Non normalisé, donc dépendant du véhicule et de l’outil
Airbags, ABS, ESP, boîte de vitesses, direction assistée, climatisation, antidémarrage, modules de confort : rien de tout cela n’est couvert par la norme OBD2. Dans les faits, la plupart des constructeurs ont fait de ce connecteur le point d’entrée unique vers tous les calculateurs du véhicule — mais le dialogue se fait alors en protocole propriétaire. C’est pourquoi un lecteur générique à bas coût affichera « aucun défaut » sur un véhicule dont le voyant airbag est allumé : il ne sait tout simplement pas interroger ce calculateur.

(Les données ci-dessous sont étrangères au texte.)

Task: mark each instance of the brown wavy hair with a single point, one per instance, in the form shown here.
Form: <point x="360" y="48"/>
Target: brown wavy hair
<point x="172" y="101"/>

Deux points à garder en tête. D’abord, effacer un code défaut ne répare rien : cela remet le compteur à zéro, et remet aussi à zéro les moniteurs de disponibilité, ce qui peut poser problème avant un contrôle technique. Ensuite, un code défaut oriente une recherche, il ne la conclut pas : un P0420 ne signifie pas « changez le catalyseur », il signifie que l’écart mesuré entre les deux sondes lambda est hors tolérance, ce qui peut venir d’une fuite d’échappement, d’une sonde fatiguée ou du catalyseur. Le diagnostic reste le métier d’un professionnel outillé.
Précautions pratiques
- Branchez et débranchez l’interface contact coupé. La broche 16 étant alimentée en permanence, une manipulation sous tension expose à des micro-coupures inutiles sur le bus.
- Ne bricolez pas le connecteur. Les broches libres portent, selon les véhicules, des signaux sensibles ; y injecter quoi que ce soit sans savoir ce qui s’y trouve est le meilleur moyen d’endommager un calculateur.
- Sur un véhicule peu roulé, retirez le dongle laissé à demeure. Certains modules ne se mettent pas correctement en veille.
- Vérifiez la propreté et l’état des broches : un connecteur oxydé ou une broche enfoncée expliquent bon nombre de « l’outil ne se connecte pas ».
Une fois localisée, la prise OBD2 ouvre une fenêtre réelle sur l’état de votre moteur — à condition de garder en tête ce qu’elle montre, et surtout ce qu’elle ne montre pas.